Single-Channel Mixed Speech Recognition Using Deep Neural Networks – Dong Yu (Microsoft Research)
Baltimore, MD 21218
While significant progress has been made in improving the noise robustness of speech recognition systems, recognizing speech in the presence of a competing talker remains one of the most challenging unsolved problems in the field. In this talk, I will present our first attempt in attacking this problem using deep neural networks (DNNs). Our approach adopted a multi-style training strategy using artificially mixed speech data. I will discuss the strengths and weaknesses of several different setups that we have investigated including a WFST-based two-talker decoder to work with the trained DNNs. Experiments on the 2006 speech separation and recognition challenge task demonstrate that the proposed DNN-based system has remarkable robustness to the interference of a competing speaker. The best setup of our proposed systems achieves an overall WER of 18.8% which improves upon the results obtained by the state-of-the-art IBM superhuman system by 2.8% absolute, with fewer assumptions.

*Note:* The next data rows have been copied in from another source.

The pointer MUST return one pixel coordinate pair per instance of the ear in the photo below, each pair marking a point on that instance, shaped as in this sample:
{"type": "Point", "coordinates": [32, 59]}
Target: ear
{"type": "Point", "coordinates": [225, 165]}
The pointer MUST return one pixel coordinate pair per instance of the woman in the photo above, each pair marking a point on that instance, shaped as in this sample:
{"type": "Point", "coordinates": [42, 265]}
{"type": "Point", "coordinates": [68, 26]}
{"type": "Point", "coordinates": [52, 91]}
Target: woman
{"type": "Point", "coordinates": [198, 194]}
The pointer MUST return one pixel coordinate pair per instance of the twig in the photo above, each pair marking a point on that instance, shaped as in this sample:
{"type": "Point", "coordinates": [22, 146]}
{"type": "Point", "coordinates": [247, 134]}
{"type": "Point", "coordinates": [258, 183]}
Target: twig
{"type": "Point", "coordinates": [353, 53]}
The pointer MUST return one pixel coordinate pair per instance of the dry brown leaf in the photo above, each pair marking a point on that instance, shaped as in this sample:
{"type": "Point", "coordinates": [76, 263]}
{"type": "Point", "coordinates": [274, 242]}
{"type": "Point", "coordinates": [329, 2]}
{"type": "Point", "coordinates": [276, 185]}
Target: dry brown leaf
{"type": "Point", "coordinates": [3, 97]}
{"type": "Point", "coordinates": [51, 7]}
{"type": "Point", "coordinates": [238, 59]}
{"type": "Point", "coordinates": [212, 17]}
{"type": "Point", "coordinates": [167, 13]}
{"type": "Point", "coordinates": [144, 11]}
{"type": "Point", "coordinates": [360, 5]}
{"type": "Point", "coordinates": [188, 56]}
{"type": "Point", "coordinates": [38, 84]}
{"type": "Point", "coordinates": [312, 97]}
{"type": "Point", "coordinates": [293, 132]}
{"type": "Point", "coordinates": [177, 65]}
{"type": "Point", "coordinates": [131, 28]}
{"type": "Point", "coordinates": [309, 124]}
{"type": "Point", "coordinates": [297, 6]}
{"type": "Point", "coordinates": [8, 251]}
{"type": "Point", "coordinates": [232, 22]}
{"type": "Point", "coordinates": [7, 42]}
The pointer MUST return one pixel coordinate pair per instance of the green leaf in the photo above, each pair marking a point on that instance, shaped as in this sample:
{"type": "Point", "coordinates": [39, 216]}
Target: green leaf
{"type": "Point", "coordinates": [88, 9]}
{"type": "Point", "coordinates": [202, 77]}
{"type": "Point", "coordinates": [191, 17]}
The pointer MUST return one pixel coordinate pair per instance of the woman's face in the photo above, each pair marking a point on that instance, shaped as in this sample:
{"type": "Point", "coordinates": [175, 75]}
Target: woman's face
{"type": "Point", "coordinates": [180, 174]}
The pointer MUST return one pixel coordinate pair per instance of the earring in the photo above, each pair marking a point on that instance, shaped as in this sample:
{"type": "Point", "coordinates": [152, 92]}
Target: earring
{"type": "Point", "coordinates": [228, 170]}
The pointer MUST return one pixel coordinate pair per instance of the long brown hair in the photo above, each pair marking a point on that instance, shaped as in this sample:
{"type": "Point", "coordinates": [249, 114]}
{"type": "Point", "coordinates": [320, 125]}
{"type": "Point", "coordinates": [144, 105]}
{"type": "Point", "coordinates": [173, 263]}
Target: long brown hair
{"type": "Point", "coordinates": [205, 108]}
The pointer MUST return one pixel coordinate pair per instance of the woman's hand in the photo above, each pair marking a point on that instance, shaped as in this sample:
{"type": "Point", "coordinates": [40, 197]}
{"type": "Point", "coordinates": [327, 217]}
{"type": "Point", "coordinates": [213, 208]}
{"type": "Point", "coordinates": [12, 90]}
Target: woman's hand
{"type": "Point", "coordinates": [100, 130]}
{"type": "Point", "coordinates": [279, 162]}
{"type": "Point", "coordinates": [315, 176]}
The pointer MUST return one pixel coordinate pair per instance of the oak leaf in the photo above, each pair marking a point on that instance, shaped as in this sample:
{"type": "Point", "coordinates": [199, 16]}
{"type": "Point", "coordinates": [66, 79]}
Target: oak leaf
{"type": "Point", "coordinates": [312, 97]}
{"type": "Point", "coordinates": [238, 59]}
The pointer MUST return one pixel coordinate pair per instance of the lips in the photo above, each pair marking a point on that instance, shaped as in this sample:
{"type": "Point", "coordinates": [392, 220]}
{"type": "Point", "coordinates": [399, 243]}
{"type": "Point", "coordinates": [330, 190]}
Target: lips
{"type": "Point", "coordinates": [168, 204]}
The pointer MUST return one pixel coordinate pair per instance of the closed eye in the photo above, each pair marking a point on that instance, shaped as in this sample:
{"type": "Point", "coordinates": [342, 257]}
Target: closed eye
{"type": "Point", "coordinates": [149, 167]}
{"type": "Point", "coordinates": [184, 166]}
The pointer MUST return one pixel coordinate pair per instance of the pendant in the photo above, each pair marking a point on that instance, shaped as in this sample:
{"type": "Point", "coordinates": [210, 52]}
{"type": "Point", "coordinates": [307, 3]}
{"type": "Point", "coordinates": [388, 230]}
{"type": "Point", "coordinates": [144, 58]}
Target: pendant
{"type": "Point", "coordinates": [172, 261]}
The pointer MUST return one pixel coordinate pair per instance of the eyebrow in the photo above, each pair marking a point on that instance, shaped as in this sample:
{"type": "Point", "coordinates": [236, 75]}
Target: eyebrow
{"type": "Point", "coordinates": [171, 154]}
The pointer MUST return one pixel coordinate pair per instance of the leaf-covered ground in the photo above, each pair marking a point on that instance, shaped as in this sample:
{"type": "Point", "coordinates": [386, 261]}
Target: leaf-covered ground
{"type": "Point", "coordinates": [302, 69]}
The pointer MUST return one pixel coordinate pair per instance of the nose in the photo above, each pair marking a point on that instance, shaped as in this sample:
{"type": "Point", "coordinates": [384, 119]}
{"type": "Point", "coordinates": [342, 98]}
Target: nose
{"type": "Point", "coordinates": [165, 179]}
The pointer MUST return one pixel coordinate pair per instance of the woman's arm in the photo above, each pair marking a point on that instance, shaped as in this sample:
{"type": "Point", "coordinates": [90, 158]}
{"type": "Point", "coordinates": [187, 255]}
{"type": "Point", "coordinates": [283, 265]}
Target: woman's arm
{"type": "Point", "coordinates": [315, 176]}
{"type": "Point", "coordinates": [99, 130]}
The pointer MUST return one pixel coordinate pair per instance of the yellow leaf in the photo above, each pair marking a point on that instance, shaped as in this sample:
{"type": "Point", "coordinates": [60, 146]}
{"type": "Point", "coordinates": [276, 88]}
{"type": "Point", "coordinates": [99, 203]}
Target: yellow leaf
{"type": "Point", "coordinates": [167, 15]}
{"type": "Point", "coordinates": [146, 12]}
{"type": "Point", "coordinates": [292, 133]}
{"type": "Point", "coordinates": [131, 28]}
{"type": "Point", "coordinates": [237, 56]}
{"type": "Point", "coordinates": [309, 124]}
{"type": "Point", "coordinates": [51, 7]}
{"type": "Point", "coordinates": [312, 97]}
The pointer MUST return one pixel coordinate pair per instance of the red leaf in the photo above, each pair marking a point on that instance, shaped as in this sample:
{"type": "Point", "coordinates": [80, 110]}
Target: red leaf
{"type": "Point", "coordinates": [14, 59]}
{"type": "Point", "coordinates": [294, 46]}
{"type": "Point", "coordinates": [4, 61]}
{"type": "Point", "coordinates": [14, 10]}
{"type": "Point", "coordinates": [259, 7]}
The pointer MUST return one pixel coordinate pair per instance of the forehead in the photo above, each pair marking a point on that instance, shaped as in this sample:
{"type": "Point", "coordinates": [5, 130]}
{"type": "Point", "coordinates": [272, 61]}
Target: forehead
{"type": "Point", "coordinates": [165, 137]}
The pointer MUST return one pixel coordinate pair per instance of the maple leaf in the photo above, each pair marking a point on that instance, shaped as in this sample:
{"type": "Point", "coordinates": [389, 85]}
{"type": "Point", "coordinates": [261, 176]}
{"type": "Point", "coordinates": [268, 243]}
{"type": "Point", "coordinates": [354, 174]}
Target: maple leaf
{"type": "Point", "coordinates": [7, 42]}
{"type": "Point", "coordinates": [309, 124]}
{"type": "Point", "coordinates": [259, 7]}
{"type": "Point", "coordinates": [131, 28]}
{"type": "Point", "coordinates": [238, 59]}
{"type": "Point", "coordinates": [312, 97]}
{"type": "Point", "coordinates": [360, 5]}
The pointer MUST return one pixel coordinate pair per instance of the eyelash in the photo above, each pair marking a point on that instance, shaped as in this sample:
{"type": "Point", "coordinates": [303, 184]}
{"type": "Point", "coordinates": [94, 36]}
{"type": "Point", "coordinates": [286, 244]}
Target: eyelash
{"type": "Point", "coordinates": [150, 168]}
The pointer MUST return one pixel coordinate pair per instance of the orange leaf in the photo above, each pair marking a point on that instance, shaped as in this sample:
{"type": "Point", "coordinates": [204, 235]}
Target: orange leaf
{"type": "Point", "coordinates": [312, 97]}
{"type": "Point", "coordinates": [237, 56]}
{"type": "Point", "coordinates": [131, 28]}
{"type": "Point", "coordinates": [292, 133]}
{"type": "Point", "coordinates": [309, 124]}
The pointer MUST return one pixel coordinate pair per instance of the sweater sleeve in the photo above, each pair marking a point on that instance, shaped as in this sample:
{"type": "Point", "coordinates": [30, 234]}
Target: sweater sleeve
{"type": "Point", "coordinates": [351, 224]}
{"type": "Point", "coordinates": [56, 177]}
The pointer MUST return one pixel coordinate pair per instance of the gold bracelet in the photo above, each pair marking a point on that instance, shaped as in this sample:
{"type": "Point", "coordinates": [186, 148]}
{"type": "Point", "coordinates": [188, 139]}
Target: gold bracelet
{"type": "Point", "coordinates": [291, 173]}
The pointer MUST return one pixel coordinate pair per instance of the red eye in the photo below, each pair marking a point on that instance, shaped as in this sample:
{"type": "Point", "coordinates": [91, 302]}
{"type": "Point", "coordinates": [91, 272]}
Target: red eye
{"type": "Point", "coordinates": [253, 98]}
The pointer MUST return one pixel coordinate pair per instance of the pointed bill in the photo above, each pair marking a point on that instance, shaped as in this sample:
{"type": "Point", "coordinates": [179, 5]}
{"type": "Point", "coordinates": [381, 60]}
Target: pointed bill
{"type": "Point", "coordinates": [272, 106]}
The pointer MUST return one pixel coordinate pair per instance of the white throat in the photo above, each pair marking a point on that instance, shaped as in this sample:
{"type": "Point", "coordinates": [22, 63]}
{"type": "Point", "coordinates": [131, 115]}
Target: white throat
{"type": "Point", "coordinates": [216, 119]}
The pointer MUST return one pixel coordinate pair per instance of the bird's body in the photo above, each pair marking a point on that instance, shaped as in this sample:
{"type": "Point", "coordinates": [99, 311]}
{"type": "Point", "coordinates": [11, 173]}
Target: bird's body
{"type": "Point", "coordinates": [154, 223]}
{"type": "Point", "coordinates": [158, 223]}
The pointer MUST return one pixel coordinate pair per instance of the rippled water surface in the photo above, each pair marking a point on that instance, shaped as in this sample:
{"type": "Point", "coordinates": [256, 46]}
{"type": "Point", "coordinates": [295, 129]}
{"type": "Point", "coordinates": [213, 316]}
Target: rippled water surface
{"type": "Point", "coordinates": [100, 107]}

Dr. Dong Yu is a principal researcher at the Microsoft speech and dialog research group. His research interests include speech processing, robust speech recognition, discriminative training, and machine learning. He has published over 130 papers in these areas and is the co-inventor of more than 50 granted/pending patents. His recent work on the context-dependent deep neural network hidden Markov model (CD-DNN-HMM) has been shaping the direction of research on large vocabulary speech recognition and was recognized by the IEEE SPS 2013 best paper award.